Extending the Padrone Digital + Review: Stages Cycling heart rate monitor

Back when I got the Cat Eye Padrone Digital cyclocomputer, its bundle comprised of the display unit and the ISC-12 Bluetooth speed and cadence sensor. I didn’t have a dedicated Bluetooth heart rate strap at the time, and so kept relying on the Fitbit Charge 2 for heart rate monitoring.

While the Charge 2 generally works all right for most people and when subjected to casual, everyday use, Fitbit’s LED-based photoplethysmography technology isn’t the snappiest or the most responsive for heart rate tracking, especially under the demands of aerobic exercise such as cycling.

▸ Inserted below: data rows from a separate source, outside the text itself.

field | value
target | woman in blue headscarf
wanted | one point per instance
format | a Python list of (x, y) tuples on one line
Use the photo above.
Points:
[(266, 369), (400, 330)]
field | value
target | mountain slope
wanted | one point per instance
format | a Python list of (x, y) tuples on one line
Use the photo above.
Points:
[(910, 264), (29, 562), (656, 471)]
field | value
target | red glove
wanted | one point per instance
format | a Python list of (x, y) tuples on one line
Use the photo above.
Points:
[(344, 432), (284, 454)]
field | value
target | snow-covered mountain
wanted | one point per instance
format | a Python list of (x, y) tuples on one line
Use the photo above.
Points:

If you’re serious about your training, and want as accurate a tracking of heart rate as possible for, say, hitting your training zones, the Charge 2 will tend to have a bit of undesirable lag and/or variance.

To hit two birds with one stone, as the Padrone Digital does accept a Bluetooth-based heart rate monitor strap, I went with Stages Cycling’s unit.

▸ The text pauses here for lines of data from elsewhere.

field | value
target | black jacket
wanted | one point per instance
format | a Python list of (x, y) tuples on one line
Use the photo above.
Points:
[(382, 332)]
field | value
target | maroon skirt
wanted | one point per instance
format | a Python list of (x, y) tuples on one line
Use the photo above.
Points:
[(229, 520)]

Stages is known more for its crank-arm-based power meters, but it also makes a heart rate monitor that is capable of communicating via either Bluetooth 4.0 Low Energy or ANT+. Bluetooth is by far the more popular short-range device communications protocol among consumer electronics, having started with cellphones and continuing its influence to this day. ANT+, however, is more focused towards fitness tech equipment and cycling gear, and is the preferred protocol for many cycling computers. On paper, at least, this heart rate strap will do the job whichever type of device is on the other end.

The unit is comprised of an adjustable black strap, and the sensor unit itself, which looks like a flat, slightly oval pebble…the kind of shape you’d normally flat-toss into a pond to see how many skips you can get out of it before it sinks. The two are connected via button snaps, which is quite clever. By comparison, the last heart rate monitor I used, a cheap Timex unit with an accompanying watch, had the long plastic sensor directly in contact with my chest’s skin, and hooked at both ends to an elastic strap that held it fast against my person. It was effective, but also rather clunky and primitive.

The pairing process is straightforward on the Cat Eye Cycling app. Turn on the main “Connect” switch, then tap on “Device” from the left-hand menu.

Tapping the “Pair to Device” button will prompt the app to search for new devices. The Stages HR monitor “pebble” has no buttons or controls of any kind, just a gasket-protected twist cover for the CR2032 button-cell battery.

Once the app detects the HR monitor, tap “Pair to Device” again on this dark gray foreground modal.

You should be good to go once the Cat Eye Cycling app displays a new “Heart Rate Sensor” row on its Devices screen.

Now, when you start a session on the Padrone Digital, it will track your heart rate once it picks up the transmissions of the Stages sensor unit. This is shown by a little “H” indicator, next to the “S” and “C” that indicate the computer reading speed and cadence data. The heart rate data itself is shown in a new display field to the left of your cadence.

This brings me to my main complaint with the Stages heart rate strap. In my experience with my particular setup, it’s very easy for the Padrone Digital to lose track of the heart rate data signal when you step away from the bike for more than two meters (7 feet)…and when it does, the success rate for it rediscovering the Stages heart rate strap is pretty variable. I find this very odd, as Bluetooth communication is supposed to be good for a maximum of 10 meters (33 feet). Also, even with the successful pairing, sometimes the Padrone Digital will completely miss seeing the Stages heart rate strap when you start a session.

Perhaps all this is down to the peculiarities of making radio communication work well when strapped against what is essentially a large human-shaped water balloon…and radio signals don’t travel particularly well through water. That said, I would like to know what your experiences have been like with other brands of Bluetooth heart rate straps.

When everything is set up and working well, though, the combination works a treat. As expected, the Stages heart rate strap’s more direct method of taking heart rate trumps the Fitbit Charge 2 in ultimate responsiveness. While they track quite closely and return similar figures in practice, the Charge 2 will under- or over-read by around 3-6 beats per minute at times in short bursts, especially when doing high intensity intervals. It also offers the benefit of not having to look at your wrist, since the heart rate data is right in front of you. I’ve been using the heart rate strap for a few months now, even on outdoor rides, and sweat damage has not been an issue.

Some connectivity weaknesses aside, the Stages heart rate monitor strap makes for a valuable addition to my indoor training setup. This is perhaps as complete of a setup as I can get without dabbling into the rabbit hole of power meters and GPS bike computers.